Este trecho nos convida a confiar em um amor que não é passageiro, mas permanente. A eternidade descrita como uma cidade cujas dimensões igualam seu ser nos lembra que o Pai não improvisa soluções; seu amor sustenta, mede e orienta nossa fé. No meio de provas e da incerteza do caminho, podemos descansar em um amor que já fixou seu lugar e que nos convida a viver em obediência, esperança e adoração. Que cada decisão, cada interação e cada esforço esteja marcado por essa certeza de amor que deu forma a toda a criação e que se revelou em Cristo.

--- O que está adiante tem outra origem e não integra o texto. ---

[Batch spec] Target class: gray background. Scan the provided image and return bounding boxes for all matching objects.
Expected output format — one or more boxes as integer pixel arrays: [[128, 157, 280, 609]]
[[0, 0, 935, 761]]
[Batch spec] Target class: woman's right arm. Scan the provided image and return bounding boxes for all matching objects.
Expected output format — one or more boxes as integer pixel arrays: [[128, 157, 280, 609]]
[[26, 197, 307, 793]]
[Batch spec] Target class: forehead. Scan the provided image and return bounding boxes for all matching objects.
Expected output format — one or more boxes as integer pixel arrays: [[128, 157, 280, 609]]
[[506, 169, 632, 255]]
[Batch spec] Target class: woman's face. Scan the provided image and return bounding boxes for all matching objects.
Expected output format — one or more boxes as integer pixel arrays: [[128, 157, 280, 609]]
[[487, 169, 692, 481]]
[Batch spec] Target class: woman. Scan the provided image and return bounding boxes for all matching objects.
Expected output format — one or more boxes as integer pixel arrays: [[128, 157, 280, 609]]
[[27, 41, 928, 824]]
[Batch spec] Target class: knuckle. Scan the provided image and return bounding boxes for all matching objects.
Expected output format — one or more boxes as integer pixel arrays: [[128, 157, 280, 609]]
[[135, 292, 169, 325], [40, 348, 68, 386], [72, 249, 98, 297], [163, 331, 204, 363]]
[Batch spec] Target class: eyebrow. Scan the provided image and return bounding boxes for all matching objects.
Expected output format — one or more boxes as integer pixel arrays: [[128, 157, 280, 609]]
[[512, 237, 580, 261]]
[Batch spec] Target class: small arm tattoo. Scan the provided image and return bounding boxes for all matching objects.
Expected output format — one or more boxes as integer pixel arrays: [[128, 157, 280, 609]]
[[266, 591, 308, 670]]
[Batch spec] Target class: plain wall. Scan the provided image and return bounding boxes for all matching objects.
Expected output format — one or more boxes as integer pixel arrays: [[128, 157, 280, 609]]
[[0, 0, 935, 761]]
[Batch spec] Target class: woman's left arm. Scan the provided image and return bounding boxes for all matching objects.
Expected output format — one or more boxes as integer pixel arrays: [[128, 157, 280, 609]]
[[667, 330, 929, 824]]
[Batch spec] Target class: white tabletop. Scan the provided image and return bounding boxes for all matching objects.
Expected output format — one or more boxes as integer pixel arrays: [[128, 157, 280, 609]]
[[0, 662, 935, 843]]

Ao caminhar na vida diária, que essa realidade amorosa guie seus passos: busque a intimidade com Deus em oração, pratique a compaixão com seus irmãos e irmã, e viva com a segurança de que o amor foi a razão primeira e a meta final de todo plano divino. Que sua fé se fortaleça ao saber que a cidade de Deus, desenhada em amor, é também a morada para todos os que O seguem; e que cada dia, a partir de agora, seja uma resposta de amor que aponte para o Seu reino. Ânimo: confie e avança nesse amor que jamais falha.